E la conversazione mattutina è iniziata da appena pochi minuti che subito arriva la prima dichiarazione di giornata di Matteo Salvini. Recita così: “Renzi di nuovo al governo grazie ai 5 stelle? Una truffa contro gli Italiani, una vergogna”. Nardella scuote la testa, sorride: “Salvini ripete questo slogan come un disco rotto perché si rende conto di essere in un vicolo cieco dopo avere aperto una crisi al buio che non sa gestire. Nel suo delirio di onnipotenza ha perso lucidità”. Eppure, all’uomo della strada, l’idea che questo eventuale governo del “tutti contro Salvini” sia una manovra di palazzo per salvare le poltrone, potrebbe arrivare. “Ma l’uomo della strada si ricorda anche di quando Salvini, che ora pietisce un accordo con Forza Italia, diceva ‘Mai più con Berlusconi’; e si ricorda anche di quando giurava ‘Questo governo durerà cinque anni’. All’uomo della strada resta la percezione del torbido, di una situazione poco trasparente dove i reali motivi della rottura non sono chiari”.

 

Il punto di fondo rimane, però: questo sarebbe un accordo tra il M5s e il Pd, promosso da quel Renzi che diceva “coi grillini neanche un caffè”. “Innanzitutto, spero venga promossa dal nostro partito in maniera unitaria.

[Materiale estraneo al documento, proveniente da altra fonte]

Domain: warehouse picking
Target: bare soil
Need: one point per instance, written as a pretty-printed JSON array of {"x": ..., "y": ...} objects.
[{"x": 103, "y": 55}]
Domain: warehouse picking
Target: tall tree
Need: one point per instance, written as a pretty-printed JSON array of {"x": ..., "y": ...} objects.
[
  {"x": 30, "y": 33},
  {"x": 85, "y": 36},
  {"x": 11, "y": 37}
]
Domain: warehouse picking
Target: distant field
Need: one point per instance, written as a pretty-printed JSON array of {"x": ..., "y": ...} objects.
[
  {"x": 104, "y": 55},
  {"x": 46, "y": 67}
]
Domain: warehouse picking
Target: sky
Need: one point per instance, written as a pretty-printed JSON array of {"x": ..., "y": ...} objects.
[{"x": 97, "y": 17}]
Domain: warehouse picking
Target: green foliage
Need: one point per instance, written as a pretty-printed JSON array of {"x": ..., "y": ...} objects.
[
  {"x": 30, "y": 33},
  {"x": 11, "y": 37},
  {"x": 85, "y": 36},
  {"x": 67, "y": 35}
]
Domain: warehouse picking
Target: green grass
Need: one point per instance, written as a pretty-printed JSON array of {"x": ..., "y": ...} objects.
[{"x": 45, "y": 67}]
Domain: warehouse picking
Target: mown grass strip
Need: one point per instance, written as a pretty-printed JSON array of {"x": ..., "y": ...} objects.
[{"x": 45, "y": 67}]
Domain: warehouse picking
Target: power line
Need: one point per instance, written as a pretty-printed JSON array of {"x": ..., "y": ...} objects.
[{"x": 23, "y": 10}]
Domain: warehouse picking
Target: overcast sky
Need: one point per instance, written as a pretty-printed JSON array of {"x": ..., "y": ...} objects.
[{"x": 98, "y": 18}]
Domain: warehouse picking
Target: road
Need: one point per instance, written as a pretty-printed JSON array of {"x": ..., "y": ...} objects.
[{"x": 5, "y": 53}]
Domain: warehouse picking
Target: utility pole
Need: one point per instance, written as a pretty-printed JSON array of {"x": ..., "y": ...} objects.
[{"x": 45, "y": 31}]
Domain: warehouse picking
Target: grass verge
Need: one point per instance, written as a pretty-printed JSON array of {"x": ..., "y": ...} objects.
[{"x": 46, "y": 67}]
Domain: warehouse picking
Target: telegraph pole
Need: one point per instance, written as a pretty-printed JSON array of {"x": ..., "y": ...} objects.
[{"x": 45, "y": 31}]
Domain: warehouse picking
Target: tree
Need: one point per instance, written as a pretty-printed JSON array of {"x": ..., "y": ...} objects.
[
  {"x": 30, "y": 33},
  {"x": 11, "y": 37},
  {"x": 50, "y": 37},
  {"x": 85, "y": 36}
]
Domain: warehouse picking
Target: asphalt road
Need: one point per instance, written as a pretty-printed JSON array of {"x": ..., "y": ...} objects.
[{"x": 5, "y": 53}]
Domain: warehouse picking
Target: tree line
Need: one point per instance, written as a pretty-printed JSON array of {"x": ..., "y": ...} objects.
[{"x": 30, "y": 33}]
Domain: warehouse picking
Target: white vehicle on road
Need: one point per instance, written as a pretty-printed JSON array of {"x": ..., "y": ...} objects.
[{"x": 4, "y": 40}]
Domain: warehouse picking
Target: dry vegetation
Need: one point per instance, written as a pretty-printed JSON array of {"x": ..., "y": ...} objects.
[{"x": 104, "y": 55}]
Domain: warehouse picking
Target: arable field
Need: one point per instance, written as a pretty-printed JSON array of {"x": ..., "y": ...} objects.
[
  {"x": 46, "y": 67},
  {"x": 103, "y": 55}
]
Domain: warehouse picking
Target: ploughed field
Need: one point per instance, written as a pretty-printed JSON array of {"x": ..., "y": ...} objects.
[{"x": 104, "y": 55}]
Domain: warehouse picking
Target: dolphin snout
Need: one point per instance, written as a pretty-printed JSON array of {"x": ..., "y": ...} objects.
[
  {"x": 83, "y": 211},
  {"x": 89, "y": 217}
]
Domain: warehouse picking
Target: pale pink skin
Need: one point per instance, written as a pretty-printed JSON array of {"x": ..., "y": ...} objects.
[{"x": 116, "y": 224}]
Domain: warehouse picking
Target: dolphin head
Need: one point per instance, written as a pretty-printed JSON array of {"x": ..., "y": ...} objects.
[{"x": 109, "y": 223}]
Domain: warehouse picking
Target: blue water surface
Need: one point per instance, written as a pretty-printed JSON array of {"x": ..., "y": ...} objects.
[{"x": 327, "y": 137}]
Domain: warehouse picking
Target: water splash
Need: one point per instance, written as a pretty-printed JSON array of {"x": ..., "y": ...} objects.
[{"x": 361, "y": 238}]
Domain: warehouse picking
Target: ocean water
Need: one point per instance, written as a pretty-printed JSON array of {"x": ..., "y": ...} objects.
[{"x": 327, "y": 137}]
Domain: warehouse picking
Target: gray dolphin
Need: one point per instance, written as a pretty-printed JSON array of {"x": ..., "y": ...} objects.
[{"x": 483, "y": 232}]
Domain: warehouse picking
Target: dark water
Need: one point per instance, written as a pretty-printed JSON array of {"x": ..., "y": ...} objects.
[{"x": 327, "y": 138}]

Dopodiché, non direi che riguarda solo Pd e M5s. Penso anche agli amici di LeU, e al gruppo delle Autonomie. E, perché no?, anche a qualche parlamentare di Forza Italia che teme l’abbraccio di Salvini e sa bene che di una coalizione di destra nazionalista i berlusconiani finirebbero con l’essere una debole stampella”.

 

Ma voi, che contro il M5s vi siete sempre scagliati, ora ci fareste un governo insieme? “I grillini di oggi sono un partito fortemente ridimensionato che ha imparato a fare i conti con la realtà. Ora sono più disponibili a rinunciare alle loro istanze più identitarie per fare un accordo programmatico”. Non ci parli di un nuovo “contratto di governo”, ora. “Niente affatto. Il Pd deve evitare di ripetere l’errore commesso dalla Lega un anno fa, pensando di nascondere le divergenze sotto la coperta di un contratto capestro. Serve, anzi, massima chiarezza sulle nostre differenze. E al contempo, serve il coraggio di proporre delle intese su alcuni punti”. Ad esempio? “Accelerazione sulle opere pubbliche. Sterilizzazione della clausole Iva, il cui aumento sarebbe una catastrofe. Un patto sul lavoro che parta dalla riduzione del cuneo fiscale. E poi la riforma della legge elettorale e quella costituzionale sulla riduzione del numero dei parlamentari. A me piaceva più l’idea del superamento del bicameralismo paritario di Renzi, ma non mi scandalizzo di fronte alla proposta del taglio secco voluto dal M5s”.

 

Un governo del genere non incentrerebbe la sua politica economica intorno all’assistenzialismo? “Il pericolo c’è e va scongiurato. Ma il caos dell’ultimo anno e mezzo, e quello che si aprirebbe in caso di elezioni anticipate, farebbe di certo più male a imprese e investitori. I Cinque stelle devono capirlo: questa per loro è la prova della maturazione definitiva, l’ultima chance per trasformarsi in forza di governo”.

 

Lo si è già detto molte volte, in passato, salvo poi essere puntualmente smentiti da chi si affacciava sul balcone di Palazzo Chigi e invocava l’impeachment diel capo dello stato. “Lo so bene. Ma stavolta, per Di Maio e soci, il bivio è chiaro: evolvere o morire”.